Random Forest Regression with ggRandomForests

Random forests (Breiman 2001) are a non-parametric ensemble method that requires no distributional or functional assumptions on how covariates relate to the response. The method builds a large collection of de-correlated decision trees via bootstrap aggregation (bagging) and random feature selection, then averages their predictions to produce a stable, low-variance estimator. The randomForestSRC package (Ishwaran and Kogalur 2024) provides a unified implementation for survival, regression, and classification forests.

ggRandomForests extracts tidy data objects from rfsrc fits and renders them with ggplot2 (Wickham 2016), making it straightforward to explore how a forest is constructed, which variables matter, and how the response depends on individual predictors.

This vignette demonstrates a complete random forest regression workflow on the Boston Housing data set (Harrison and Rubinfeld 1978; Belsley et al. 1980):

library(ggplot2)
library(dplyr)
library(tidyr)
library(randomForestSRC)

if (requireNamespace("ggRandomForests", quietly = TRUE)) {
  library(ggRandomForests)
} else if (requireNamespace("pkgload", quietly = TRUE)) {
  pkgload::load_all(export_all = FALSE, helpers = FALSE, attach_testthat = FALSE)
} else {
  stop("Install ggRandomForests (or pkgload for dev builds) to render this vignette.")
}

theme_set(theme_bw())

Data: Boston Housing Values

The Boston Housing data (Harrison and Rubinfeld 1978; Belsley et al. 1980) is a standard benchmark for regression. It contains data for 506 census tracts of Boston from the 1970 census. The objective is to predict the median value of owner-occupied homes (medv, in $1000s) from 13 predictors covering crime, zoning, industry, environmental quality, and housing characteristics. We use the copy from the MASS package (Venables and Ripley 2002).
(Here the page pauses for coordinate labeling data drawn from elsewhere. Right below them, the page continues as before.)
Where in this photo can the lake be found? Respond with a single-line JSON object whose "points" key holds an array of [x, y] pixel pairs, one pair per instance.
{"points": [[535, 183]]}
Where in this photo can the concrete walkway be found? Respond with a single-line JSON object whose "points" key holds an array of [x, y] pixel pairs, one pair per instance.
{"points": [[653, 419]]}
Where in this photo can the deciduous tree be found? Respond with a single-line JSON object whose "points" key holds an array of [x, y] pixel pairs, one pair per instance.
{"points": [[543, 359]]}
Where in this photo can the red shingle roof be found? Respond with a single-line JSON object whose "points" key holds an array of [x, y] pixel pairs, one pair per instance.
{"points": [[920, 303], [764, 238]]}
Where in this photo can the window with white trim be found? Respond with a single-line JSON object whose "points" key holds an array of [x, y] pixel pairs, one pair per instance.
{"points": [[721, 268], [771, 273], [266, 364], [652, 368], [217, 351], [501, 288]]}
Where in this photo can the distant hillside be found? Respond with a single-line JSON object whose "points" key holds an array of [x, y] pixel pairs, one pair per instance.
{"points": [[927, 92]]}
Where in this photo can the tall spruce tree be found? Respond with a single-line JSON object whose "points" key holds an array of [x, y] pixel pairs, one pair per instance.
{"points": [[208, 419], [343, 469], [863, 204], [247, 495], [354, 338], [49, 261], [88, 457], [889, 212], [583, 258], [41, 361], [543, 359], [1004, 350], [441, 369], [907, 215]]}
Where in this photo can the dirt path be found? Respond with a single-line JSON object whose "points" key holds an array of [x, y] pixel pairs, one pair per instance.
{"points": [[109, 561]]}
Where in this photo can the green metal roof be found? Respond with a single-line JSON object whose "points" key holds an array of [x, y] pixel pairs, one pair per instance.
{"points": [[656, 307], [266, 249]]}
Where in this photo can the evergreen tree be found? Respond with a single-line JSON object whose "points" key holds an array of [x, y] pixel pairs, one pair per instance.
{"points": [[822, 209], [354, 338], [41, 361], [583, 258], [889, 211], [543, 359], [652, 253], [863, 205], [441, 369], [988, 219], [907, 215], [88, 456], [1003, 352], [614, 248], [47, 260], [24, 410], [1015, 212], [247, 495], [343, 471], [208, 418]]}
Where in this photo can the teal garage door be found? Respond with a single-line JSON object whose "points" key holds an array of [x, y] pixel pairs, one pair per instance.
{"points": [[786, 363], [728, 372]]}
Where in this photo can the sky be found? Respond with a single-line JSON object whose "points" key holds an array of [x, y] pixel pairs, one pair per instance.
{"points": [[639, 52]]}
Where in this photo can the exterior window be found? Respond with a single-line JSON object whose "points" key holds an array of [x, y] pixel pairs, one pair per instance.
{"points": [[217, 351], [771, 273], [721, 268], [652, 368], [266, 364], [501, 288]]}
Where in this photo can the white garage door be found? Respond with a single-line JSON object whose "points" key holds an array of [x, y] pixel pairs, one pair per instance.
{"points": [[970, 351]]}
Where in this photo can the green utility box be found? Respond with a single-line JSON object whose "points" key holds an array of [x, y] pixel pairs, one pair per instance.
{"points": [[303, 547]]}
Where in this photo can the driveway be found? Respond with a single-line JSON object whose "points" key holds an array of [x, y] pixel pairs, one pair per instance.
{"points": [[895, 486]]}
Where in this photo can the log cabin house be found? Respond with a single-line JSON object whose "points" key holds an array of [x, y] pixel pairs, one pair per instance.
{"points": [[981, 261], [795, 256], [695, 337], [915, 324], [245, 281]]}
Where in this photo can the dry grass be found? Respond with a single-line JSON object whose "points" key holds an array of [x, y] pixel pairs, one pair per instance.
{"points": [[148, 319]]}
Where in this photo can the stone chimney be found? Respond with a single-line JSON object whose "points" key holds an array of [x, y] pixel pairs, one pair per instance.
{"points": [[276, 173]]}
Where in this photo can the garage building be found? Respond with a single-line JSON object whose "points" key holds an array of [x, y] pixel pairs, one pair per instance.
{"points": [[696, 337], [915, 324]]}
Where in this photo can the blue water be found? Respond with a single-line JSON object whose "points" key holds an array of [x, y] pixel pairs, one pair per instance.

data(Boston, package = "MASS")
Boston$chas <- as.logical(Boston$chas) # nolint: object_name_linter

st_labs <- c(
  crim    = "Crime rate by town",
  zn      = "Residential land zoned > 25k sq ft (%)",
  indus   = "Non-retail business acres (%)",
  chas    = "Borders Charles River",
  nox     = "Nitrogen oxides (10 ppm)",
  rm      = "Rooms per dwelling",
  age     = "Units built before 1940 (%)",
  dis     = "Distance to employment centers",
  rad     = "Highway accessibility index",
  tax     = "Property tax rate per $10,000",
  ptratio = "Pupil-teacher ratio",
  black   = "Proportion of Black residents",
  lstat   = "Lower status population (%)",
  medv    = "Median home value ($1000s)"
)

Exploratory data analysis

We plot each predictor against the response (medv), coloring by the sole categorical variable (chas, whether the tract borders the Charles River). A loess smooth highlights the marginal trend.

dta <- Boston |>
  pivot_longer(c(-medv, -chas), names_to = "variable", values_to = "value")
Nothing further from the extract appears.